Saturday, April 4, 2009
Damn. It's Too Late to Get a Bigger Box - Got Any Ideas?
Deceased and wife, Ann Hines
South Carolina man's corpse cut to fit coffin
Apr 03 2009 01:04PM CST
By JEFFREY COLLINS - Associated Press Writer
James Hines was a giant _ a 6-foot-7, 300-pound preacher and funk musician so big that after he died in 2004, a macabre rumor began circulating in this small town that the undertaker had to cut off his legs to fit him in the coffin.
This week, after years of whispers, Hines' body was exhumed, and the gruesome story appeared to be all too true.
The coroner's office said only that it had found "undesirable evidence," and a criminal investigation has been opened. But Hines' widow said investigators told her that his legs had been cut off between the ankle and calf, and his feet had been placed inside the casket.
"It's just like pulling the scab off an old sore. I was kind of like smoothing things out. But now it's like starting all over again," Ann Hines said Thursday, with her attorney, Abner Beasley, at her side, two days after investigators pulled the casket from the ground, lifted the lid, photographed the contents and returned it to the earth, all without leaving the graveyard.

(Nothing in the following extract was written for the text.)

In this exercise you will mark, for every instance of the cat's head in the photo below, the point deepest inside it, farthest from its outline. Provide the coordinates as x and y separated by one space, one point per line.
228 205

Under South Carolina law, destroying or desecrating human remains is punishable by one to 10 years in prison.
"It's also punishable by a big dollar award to the grieving widow," said Beasley.
Reached this week, a man who identified himself as the owner of Cave Funeral Home, which handled the funeral, declined to comment.
The allegations were so startling that funeral directors around the country are talking about the case.
"You hear old wives' tales about this around the turn of the century, but, no, this was a shock to me," said Doggett Whitaker, a past president of the National Funeral Directors Association.
Ann Hines said that she and her family went to the funeral home after her husband's death to make the final arrangements, and she picked out a standard-size casket. At the funeral, only the top half of the lid was open, showing Hines from the chest up, she said. She said nobody ever suggested a bigger box.
Funeral directors sometimes pull up the knees or shift the padding in the coffin to make sure the body fits. But the best solution is usually a longer casket, Whitaker said, adding: "Just being upfront and honest with the family is the best path to take."